La plaza huele a España, aquella que es mirada
desde el otro lado del Atlántico: mejorada, robusta,
brillante como un dije falso
en una garganta perfumada.
En el mercado negro se consiguen
baratijas electrónicas y colonias
falseadas que en ninguna casa faltan,
he visto en algunas
veladores que giran sus pantallas
al encender las luces
casi ocultos como un libro prohibido.
Aún transitan caballos
por las calles de tierra,
aquellas alejadas
de las villas del centro,
cerca de los criaderos
donde bullen las moscas.
El lugar es horrendo
pero la tradición invierte
esa moldura por un velo de seda:
allí Don Francisco de Soria y Alvarado, almirante de Felipe II,
prometía el amor a las hijas legítimas
mientras el sol anidaba cobrizo entre sus pieles.
En la biblioteca -una reliquia del siglo XVII,
de anaranjadas tejas coloniales y balcones de cedro
tallado por los indígenas en las misiones de los franciscanos-
se guardan mapas
en donde figura el punto exacto de El Dorado,
En aquel lugar,
al sur de Cuernavaca,
se eleva un zoológico de aves al pie de una colina.
RECORRIDO NOCTURNO
En la calle Ayacucho se marcan con estacas las
fronteras de la noche.
Allí todo comienza cuando todo termina.

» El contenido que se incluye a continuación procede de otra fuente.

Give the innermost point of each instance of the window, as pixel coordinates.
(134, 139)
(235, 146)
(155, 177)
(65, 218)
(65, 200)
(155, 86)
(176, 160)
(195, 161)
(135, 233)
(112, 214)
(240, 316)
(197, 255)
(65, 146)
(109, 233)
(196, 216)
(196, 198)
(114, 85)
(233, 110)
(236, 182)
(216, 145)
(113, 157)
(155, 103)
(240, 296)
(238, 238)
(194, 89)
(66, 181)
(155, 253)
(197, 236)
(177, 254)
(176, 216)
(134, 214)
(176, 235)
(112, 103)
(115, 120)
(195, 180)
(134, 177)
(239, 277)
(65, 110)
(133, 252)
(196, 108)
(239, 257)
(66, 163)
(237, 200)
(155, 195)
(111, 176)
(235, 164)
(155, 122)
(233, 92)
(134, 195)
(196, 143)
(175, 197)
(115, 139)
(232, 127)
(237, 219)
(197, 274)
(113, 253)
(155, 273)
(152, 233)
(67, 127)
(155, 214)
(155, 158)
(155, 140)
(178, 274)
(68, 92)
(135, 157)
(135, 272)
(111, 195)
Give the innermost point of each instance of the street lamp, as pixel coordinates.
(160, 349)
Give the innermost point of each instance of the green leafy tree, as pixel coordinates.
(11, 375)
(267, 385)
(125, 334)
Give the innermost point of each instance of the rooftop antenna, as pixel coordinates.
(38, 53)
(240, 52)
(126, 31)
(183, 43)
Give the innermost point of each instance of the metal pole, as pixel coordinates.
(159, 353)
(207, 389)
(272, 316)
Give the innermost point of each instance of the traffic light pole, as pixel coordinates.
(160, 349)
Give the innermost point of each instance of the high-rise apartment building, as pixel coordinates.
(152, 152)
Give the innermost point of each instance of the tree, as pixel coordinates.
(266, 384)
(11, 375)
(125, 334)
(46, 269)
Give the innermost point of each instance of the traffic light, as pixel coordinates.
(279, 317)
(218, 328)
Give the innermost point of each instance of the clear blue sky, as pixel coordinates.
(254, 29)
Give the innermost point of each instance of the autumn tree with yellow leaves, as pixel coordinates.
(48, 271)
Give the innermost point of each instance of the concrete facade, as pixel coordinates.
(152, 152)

La armonía
toma su forma valedera de terreno imposible,
de indefinible ambiguo. La armonía es un
travesti escupiendo en la vereda, una puta que
pisa una colilla.
Las luces de Ayacucho perdieron la batalla: han
triunfado la luna, los rincones macabros, el
régimen siniestro de los gatos.
No se puede caminar sin preguntarse si puede el amor
entre tantas bolsas de residuos, si lo sueños
podrán desembarazarse de las madejas hirvientes.
Al fondo de la calle está la plaza, levemente
suspendida en la neblina, léspicamente rellena
de abandono. Aquí la moral es un halo
imperceptible. Se increpan sin filosofía los
oscuros estímulos, puede habitarse el mundo
desde el humo de los cigarrillos, desde la
sensualidad de amantes que trafican las cartas
del deseo. Se desviste la pena del carrusel
dormido, se entiende que vivimos en húmedas
mazmorras construidas con nostalgia.
Al final de la plaza se acurruca la muerte como un
guardián nocturno, disfrazada con hipócrita
indulgencia de un hospital de niños.
Eduardo Robino nació en Salta en 1974. Obtuvo dos veces el Primer Premio de Poesía de la Provincia de Salta. Becario de la Fundación Antorchas en Talleres de Narración. Participo en la Feria del Libro de Buenos Aires en varias oportunidades.
Escribió los libros de poesía Certezas Cotidianas (1998), Puebla (2004), Los tesoros ingratos (2008), Hasta que irremediablemente llegue el día (2010) y Oleajes.